Real estate investment is a popular way to build wealth. However, the biggest disadvantage is you may not be able to liquidate your asset easily. Moreover, finding the right property which can give good returns is in itself a challenge. For instance, constant repair or maintenance work or finding the right tenant can be a significant hurdle that can destabilise your budget. Also, the requirement for large amount of money and the paperwork can make buying and selling a property cumbersome. As such, Real Estate Investment Trusts (REITs) can be an option.
Let’s explore whether REITs offer a better option for senior citizens for passive income.
What Is REIT?
A REIT is a trust that owns real estate like office spaces, malls, etc., and earns rental income from them and distributes it to the unitholders in the form of dividends. These are like mutual funds but invest in real estate instead of equity, debt, etc. So, it is a passive way of investing in real estate. As per the Securities and Exchange Board of India (Sebi) rules, a REIT is required to distribute 90 per cent of its income to the unitholders as dividends. Currently, there are only three REIT trusts In India. The first one was launched in 2019.
Are They Dependable Source Of Income?
According to Priyadarshini Mulye, Sebi-registered investment advisor and certified financial planner, REITs earn rental income from the properties they own and then distribute it to the investors. This way, “It offers relatively hassle-free investment in real estate”.

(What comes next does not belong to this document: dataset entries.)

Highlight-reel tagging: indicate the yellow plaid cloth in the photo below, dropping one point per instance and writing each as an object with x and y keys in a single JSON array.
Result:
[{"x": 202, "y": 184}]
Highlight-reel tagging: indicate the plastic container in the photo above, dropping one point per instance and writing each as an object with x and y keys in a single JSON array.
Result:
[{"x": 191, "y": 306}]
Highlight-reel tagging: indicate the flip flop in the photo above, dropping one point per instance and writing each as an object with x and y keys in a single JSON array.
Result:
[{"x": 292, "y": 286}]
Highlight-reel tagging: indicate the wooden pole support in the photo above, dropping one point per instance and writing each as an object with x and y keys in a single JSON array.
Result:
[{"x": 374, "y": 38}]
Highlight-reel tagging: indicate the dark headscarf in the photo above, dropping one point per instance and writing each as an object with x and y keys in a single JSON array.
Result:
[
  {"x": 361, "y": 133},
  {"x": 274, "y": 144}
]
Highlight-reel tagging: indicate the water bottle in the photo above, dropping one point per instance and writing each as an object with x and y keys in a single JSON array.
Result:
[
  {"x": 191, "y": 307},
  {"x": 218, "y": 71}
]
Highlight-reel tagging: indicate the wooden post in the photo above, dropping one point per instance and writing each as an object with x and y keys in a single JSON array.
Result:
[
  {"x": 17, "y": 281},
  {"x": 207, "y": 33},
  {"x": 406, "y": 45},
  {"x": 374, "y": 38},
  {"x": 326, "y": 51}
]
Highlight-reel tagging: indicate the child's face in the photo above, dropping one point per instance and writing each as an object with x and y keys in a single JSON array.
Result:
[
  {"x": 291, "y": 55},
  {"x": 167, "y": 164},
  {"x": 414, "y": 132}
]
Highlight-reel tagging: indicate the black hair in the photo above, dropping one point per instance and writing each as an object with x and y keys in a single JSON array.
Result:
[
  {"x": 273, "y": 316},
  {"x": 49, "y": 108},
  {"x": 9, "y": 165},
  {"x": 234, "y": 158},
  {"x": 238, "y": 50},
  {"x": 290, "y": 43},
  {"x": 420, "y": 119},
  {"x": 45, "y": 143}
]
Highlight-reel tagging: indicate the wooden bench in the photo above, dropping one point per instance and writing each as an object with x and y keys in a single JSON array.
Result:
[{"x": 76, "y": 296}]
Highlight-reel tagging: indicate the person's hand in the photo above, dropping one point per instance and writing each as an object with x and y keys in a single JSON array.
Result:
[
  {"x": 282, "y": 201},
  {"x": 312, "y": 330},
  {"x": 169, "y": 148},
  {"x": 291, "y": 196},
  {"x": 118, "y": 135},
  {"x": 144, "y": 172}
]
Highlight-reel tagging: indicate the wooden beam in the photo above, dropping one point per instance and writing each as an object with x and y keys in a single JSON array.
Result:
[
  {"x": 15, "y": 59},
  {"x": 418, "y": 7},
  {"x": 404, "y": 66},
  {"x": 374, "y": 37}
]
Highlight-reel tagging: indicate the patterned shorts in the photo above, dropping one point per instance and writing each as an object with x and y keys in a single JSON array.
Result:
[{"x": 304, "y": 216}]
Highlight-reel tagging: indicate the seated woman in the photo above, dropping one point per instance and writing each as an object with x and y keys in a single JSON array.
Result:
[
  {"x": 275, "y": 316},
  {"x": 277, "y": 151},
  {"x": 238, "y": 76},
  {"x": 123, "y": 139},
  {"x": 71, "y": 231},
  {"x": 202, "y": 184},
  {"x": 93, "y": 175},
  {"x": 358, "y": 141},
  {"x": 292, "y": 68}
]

Anybody who wants to gain exposure to real estate but does not have a large amount of money to invest can still invest in real estate through REITs. Generally, REITs offer quarterly or monthly dividends to the unitholders.
Additionally, REITs offer better liquidity than investing directly in a property. However, these investments are not risk-proof. REITs do not offer the same liquidity as instruments like fixed deposits. Also, even though they are mandated to offer dividends, it is not guaranteed.
Mulye states, “REITs though offer dividends, they are not guaranteed. So, if one is looking to generate regular income, then he/she can’t depend on this income. Also, it is taxed as per the respective tax slab rate. So, senior citizens will add on the taxation”.
She says REITs manage and operate portfolios of real estate in different cities. Thus, many microeconomic factors, such as interest rates, taxes, work culture of the population, etc., can affect the demand and capital appreciation of the real estate.
So, it is important to consider factors like cash flow regularity, liquidity, investment amount, and the risk-taking capacity to decide whether investing in a REIT would be suitable.
For senior citizens who are risk averse, “They should invest their money in options like MIS (Post Office Monthly Income Scheme), senior citizens savings schemes, post office FD, bank FD, and mutual funds after taking all due information about it e.g. rate of interest, associated risk, liquidity, etc. They should consider their risk appetite, goal, and investment tenure before investing. Regular review of the portfolio is a must,” Mulye explains.
Therefore, instead of solely depending on REITs for regular cash flow (dividend income), one should pay attention to diversification in a way that can generate regular income, remain liquid in emergencies, and give capital appreciation in the long term.